The original square was grass. The turret on the far right is Cathedral Lanes, a failed shopping mall that is now becoming a restaurant quarter. This shopping centre was built in the 1990s and originally planned as 'Lanes' that would link Broadgate to the Cathedral quarter.

Another failure.


----------



## NewTroll (Sep 18, 2008)

View looking down Far Gosford street. 

Untitled by Bodgecity, on Flickr

This is outside the inner ring road, and was outside the city wall. The building in the distance is the remains of a factory. The big building with a Sainsbury's in it was recently built. This area was once filled with industrial buildings, so the new building was designed to reflect that. This was formerly an empty space left over by construction of the ring road and dual carriageways that feed it into. Now it is built up and looks better and more urban.


----------



## NewTroll (Sep 18, 2008)

This is the red brick factory. It's the William Morris building, part of Coventry University's campus. The upper two floors were added a few years back, as the original upper floors were damaged in a fire during the 1980s.



This was built in 1910 and used by the Morris car company as an engine plant. It was used during WW2 for the production of Spitfire engines.

The building with turrets on the right is the University library, built in 2001.

The tower in the distance is council offices, but is going to be demolished in the near future.


----------



## NewTroll (Sep 18, 2008)

Fargo Village at the top of Far Gosford Street:

Untitled by Bodgecity, on Flickr

This is an interesting development using a collection of old industrial buildings.
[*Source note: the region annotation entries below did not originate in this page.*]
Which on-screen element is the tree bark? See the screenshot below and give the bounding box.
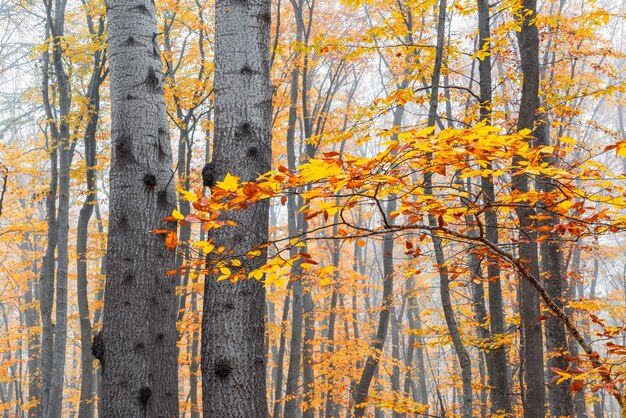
[477,0,512,414]
[102,0,178,418]
[76,15,104,418]
[511,0,546,418]
[202,0,272,418]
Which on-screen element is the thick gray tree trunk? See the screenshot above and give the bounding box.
[201,0,272,418]
[511,0,546,418]
[100,0,178,418]
[478,0,511,414]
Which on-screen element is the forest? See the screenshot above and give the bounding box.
[0,0,626,418]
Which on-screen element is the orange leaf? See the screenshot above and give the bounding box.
[165,231,178,251]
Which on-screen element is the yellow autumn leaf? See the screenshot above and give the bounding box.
[217,173,239,192]
[178,189,198,203]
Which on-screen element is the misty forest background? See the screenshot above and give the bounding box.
[0,0,626,418]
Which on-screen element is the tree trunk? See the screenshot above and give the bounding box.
[511,0,546,418]
[478,0,512,414]
[43,1,74,418]
[352,101,406,418]
[76,21,104,418]
[202,0,272,418]
[102,0,178,417]
[535,114,574,417]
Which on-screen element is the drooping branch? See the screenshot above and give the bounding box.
[0,167,9,216]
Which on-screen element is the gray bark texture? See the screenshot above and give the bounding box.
[201,0,272,418]
[100,0,178,418]
[478,0,512,414]
[511,0,546,418]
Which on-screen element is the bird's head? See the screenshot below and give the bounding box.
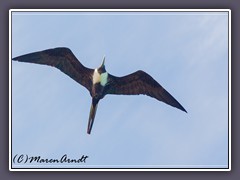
[98,56,106,74]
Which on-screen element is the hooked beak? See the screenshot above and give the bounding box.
[87,99,98,134]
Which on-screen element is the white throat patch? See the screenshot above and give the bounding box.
[100,72,108,86]
[93,69,101,84]
[93,69,108,86]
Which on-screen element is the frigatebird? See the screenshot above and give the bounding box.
[13,47,187,134]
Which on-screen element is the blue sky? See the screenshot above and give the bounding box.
[12,12,228,168]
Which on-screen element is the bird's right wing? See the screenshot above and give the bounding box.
[13,47,93,91]
[107,71,187,112]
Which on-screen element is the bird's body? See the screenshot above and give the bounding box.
[13,47,187,134]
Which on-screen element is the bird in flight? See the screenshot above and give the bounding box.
[12,47,187,134]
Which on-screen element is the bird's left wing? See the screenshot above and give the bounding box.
[107,71,187,112]
[13,47,93,91]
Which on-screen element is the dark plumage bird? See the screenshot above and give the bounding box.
[13,47,187,134]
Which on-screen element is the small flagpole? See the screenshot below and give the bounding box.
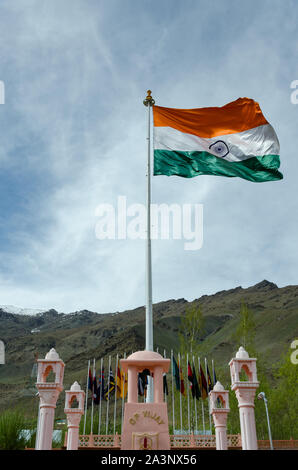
[83,359,90,435]
[114,354,118,435]
[162,349,169,403]
[91,358,95,434]
[198,358,206,435]
[171,349,175,434]
[212,359,216,387]
[185,353,190,434]
[143,90,155,403]
[205,357,212,434]
[98,358,103,434]
[120,353,126,432]
[106,356,111,434]
[178,353,183,431]
[192,356,199,432]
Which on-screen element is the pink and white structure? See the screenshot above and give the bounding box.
[209,382,230,450]
[120,351,170,450]
[229,346,259,450]
[64,382,85,450]
[35,348,64,450]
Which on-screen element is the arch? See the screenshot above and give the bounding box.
[0,340,5,364]
[239,364,252,382]
[216,395,226,408]
[42,365,56,383]
[69,395,80,408]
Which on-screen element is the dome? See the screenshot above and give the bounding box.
[213,382,224,392]
[46,348,60,361]
[127,351,163,361]
[70,381,81,392]
[236,346,249,359]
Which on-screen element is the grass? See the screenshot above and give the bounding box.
[0,410,33,450]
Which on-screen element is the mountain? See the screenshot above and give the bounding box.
[0,280,298,410]
[0,305,46,315]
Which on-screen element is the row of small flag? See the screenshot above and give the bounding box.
[88,366,127,405]
[88,356,216,405]
[172,356,217,400]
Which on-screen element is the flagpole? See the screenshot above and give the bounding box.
[163,349,169,403]
[171,349,175,434]
[98,358,104,434]
[185,353,190,434]
[114,354,118,434]
[83,359,90,435]
[106,356,111,434]
[91,358,95,434]
[205,357,212,434]
[198,358,206,435]
[143,90,155,403]
[120,353,126,433]
[192,356,199,432]
[178,353,183,431]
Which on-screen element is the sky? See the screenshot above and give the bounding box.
[0,0,298,313]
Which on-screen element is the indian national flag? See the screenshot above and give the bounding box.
[153,98,283,182]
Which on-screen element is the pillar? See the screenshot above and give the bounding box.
[64,382,85,450]
[35,348,64,450]
[209,382,230,450]
[229,346,259,450]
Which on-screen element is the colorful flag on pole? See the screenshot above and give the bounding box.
[187,362,201,400]
[94,368,104,405]
[172,356,180,391]
[192,364,201,400]
[92,370,97,403]
[163,372,169,395]
[207,364,213,392]
[153,98,283,182]
[178,361,185,396]
[88,366,93,392]
[105,367,115,400]
[199,366,208,400]
[116,366,123,398]
[213,367,217,385]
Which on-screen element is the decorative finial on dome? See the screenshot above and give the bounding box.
[45,348,60,361]
[236,346,249,359]
[143,90,155,106]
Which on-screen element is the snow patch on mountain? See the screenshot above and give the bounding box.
[0,305,48,315]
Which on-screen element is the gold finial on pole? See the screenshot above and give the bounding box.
[143,90,155,107]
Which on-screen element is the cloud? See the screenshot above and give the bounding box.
[0,0,298,312]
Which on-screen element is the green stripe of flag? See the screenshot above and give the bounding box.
[154,150,283,183]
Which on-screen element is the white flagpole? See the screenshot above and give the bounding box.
[98,358,103,434]
[106,356,111,434]
[205,357,212,433]
[91,358,95,434]
[178,353,183,431]
[83,359,90,435]
[114,354,118,435]
[120,353,126,432]
[212,359,215,387]
[171,349,175,434]
[185,353,190,434]
[192,356,198,431]
[198,358,206,434]
[162,349,169,403]
[143,90,155,403]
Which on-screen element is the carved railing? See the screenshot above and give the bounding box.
[64,433,298,450]
[64,433,241,449]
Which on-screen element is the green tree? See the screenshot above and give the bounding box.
[179,304,205,357]
[268,350,298,439]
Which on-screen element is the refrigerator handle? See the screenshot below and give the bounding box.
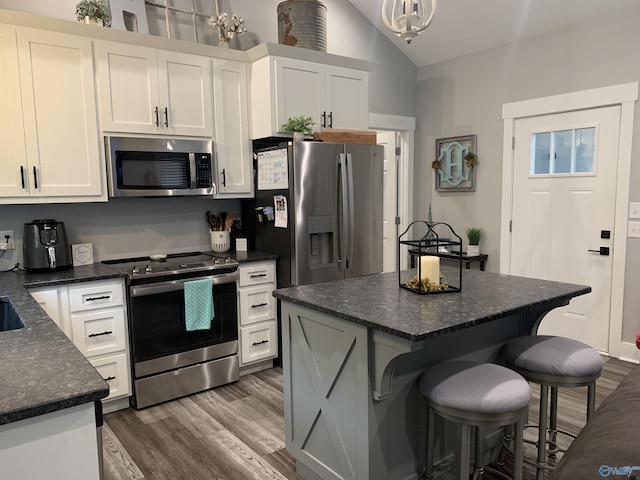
[347,153,355,268]
[338,153,349,270]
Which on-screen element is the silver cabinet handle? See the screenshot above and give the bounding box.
[89,330,113,338]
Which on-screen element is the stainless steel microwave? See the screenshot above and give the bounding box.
[105,137,215,197]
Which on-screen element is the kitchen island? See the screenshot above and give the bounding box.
[274,268,591,480]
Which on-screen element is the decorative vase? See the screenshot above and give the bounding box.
[277,0,327,52]
[84,17,101,25]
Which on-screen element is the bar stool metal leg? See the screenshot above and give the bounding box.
[547,387,558,458]
[587,380,596,422]
[460,423,473,480]
[536,385,549,480]
[473,427,484,480]
[513,418,524,480]
[424,407,436,480]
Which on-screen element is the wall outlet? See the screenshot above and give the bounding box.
[627,222,640,237]
[0,230,16,250]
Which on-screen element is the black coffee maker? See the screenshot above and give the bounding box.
[22,219,73,271]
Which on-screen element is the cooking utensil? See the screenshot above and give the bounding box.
[206,210,220,231]
[224,213,236,230]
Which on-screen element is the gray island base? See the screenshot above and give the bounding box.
[274,268,591,480]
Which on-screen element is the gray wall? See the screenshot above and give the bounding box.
[414,11,640,340]
[0,0,417,270]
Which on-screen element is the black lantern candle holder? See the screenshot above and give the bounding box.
[398,220,462,295]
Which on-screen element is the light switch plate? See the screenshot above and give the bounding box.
[627,222,640,238]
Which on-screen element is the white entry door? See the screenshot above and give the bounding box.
[510,106,626,352]
[378,132,398,272]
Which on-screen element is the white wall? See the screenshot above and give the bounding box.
[415,11,640,340]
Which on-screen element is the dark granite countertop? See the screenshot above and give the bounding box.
[0,252,278,425]
[273,267,591,341]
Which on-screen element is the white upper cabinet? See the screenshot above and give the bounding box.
[95,41,213,138]
[213,59,253,198]
[251,56,369,138]
[0,28,106,203]
[0,27,29,197]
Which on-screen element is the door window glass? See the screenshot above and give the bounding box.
[530,127,596,175]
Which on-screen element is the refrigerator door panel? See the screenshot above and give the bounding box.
[289,142,344,285]
[345,144,384,278]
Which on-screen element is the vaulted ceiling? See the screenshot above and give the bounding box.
[349,0,640,67]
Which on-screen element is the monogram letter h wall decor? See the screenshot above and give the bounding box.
[431,135,478,192]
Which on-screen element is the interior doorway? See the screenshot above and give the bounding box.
[369,113,416,272]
Sadly it was rather quiet when I was there.


----------



## NewTroll (Sep 18, 2008)

Block of apartments just outside the ring road, in the Radford area (Just off Radford Road):

Untitled by Bodgecity, on Flickr

This is the view from a park just outside the ring road.


----------



## NewTroll (Sep 18, 2008)

Carved Tudor era timbers on a building on Bailey Lane (Just next to the bombed Cathedral.)

Untitled by Bodgecity, on Flickr


----------



## NewTroll (Sep 18, 2008)

Untitled by Bodgecity, on Flickr
Bablake School and Bond's hopsital.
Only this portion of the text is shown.